美人林と水田
年間10万人が訪れる松之山の絶景スポット、美人林。細く美しいブナがすらりと立ち並ぶこの非日常的な景観のすぐ側には、棚田や民家があることをご存知だろうか。美人林だけではない。松之山では多くのブナ林がこのような状態にあり、ブナ林と人の営みを同時に観ることができる。松之山の人々にとってブナ林は、ごく日常的な景観の一部なのだ。
このような地域は全国的に見ても珍しい。関東の方では標高1000m前後より上部にブナ林が出現することが多いのに対し、松之山では人間の生活圏と重なる標高200mという低標高からあるという。気温で考えるとブナにとって適しているとは言えない低標高で、なぜブナ林が成立できるのだろう。それには、松之山が日本有数の豪雪地帯であることと深い関わりがあった。
十日町市立里山科学館越後松之山「森の学校」キョロロの学芸員で、環境科学博士として長年に渡りブナの研究をしている小林誠さんに、松之山のブナにまつわる様々なお話を聞いた。

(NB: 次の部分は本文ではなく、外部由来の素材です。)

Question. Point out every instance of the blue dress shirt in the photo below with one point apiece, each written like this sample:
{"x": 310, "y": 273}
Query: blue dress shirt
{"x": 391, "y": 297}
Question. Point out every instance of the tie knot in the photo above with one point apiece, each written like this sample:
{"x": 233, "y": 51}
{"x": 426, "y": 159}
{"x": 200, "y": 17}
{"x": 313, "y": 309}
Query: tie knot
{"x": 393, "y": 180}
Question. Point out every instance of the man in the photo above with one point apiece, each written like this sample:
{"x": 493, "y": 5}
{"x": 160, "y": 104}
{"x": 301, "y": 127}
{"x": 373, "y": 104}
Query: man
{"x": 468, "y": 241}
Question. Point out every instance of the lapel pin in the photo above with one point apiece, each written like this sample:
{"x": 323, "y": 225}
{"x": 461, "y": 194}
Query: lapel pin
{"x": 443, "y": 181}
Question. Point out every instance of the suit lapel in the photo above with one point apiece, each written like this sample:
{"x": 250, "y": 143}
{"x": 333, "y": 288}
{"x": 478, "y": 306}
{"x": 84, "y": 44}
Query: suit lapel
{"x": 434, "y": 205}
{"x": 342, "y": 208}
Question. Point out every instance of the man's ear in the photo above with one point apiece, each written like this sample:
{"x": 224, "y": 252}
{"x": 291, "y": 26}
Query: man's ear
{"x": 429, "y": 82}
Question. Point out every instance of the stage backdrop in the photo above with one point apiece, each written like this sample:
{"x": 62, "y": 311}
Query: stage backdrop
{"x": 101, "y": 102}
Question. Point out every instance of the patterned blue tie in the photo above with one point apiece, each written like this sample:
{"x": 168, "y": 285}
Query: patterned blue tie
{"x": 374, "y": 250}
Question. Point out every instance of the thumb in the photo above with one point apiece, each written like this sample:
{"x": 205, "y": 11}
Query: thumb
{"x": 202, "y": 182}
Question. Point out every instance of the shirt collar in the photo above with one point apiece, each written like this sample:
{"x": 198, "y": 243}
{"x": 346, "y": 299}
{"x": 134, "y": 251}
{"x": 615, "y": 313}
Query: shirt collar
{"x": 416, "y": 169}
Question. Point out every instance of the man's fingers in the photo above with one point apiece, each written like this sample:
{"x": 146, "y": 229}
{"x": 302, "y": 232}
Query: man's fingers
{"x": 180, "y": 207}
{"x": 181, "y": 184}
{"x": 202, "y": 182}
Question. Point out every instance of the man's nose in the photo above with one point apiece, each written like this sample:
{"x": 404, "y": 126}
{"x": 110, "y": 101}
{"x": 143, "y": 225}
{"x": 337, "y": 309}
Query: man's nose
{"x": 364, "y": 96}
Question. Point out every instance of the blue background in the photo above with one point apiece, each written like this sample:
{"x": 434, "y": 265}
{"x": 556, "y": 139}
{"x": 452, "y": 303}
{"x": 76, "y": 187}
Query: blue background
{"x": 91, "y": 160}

人間の生活圏と分布が重なり、そこに暮らす人々とも深いつながりを持つ松之山のブナ林。お話から見えてきたのは、共に支え合いながら共生するブナ林と松之山の人々の姿だった。
小林誠さん
低標高のブナ林と雪の関係
「ブナは、日本の天然林の面積の大部分を占めている」という小林さん。日本には約1500種もの樹木があり、ブナはその中の1種にすぎない。そのブナが、なんと日本の自然林面積の約15%を占め、国土面積の6%を占めているというから驚きだ。ブナ林の分布していない県は全国にわずか2つほど。日本にどれだけブナが多いかがわかる。
このように日本全国に広がるブナ林には、関東地方と日本海側では出現する標高に違いがあるという。「関東地方だと、1000メートル前後から上の標高に行かないとブナって出現してこないんですね。ですので、もう何時間も山を登って行かないとブナ林がないっていうのが、一般的なイメージだと思うんです。でもそのブナ林が脊梁山脈を越えて日本海側にくると、非常に低標高まで分布しているんですよ。松之山でも標高約200メートルという低標高にブナ林があったりします」。
日本のブナ林の多さ、またこうしたブナ林の分布に最も関係していると考えられている要因が“雪”だ。日本におけるブナの森の分布は、日本海側の多雪地帯に偏っているという。また、日本のブナ以外の樹木は、積雪量が多くなるほど森の中で優占することができなくなるのに対し、ブナは逆に優占度が高くなることがわかっている。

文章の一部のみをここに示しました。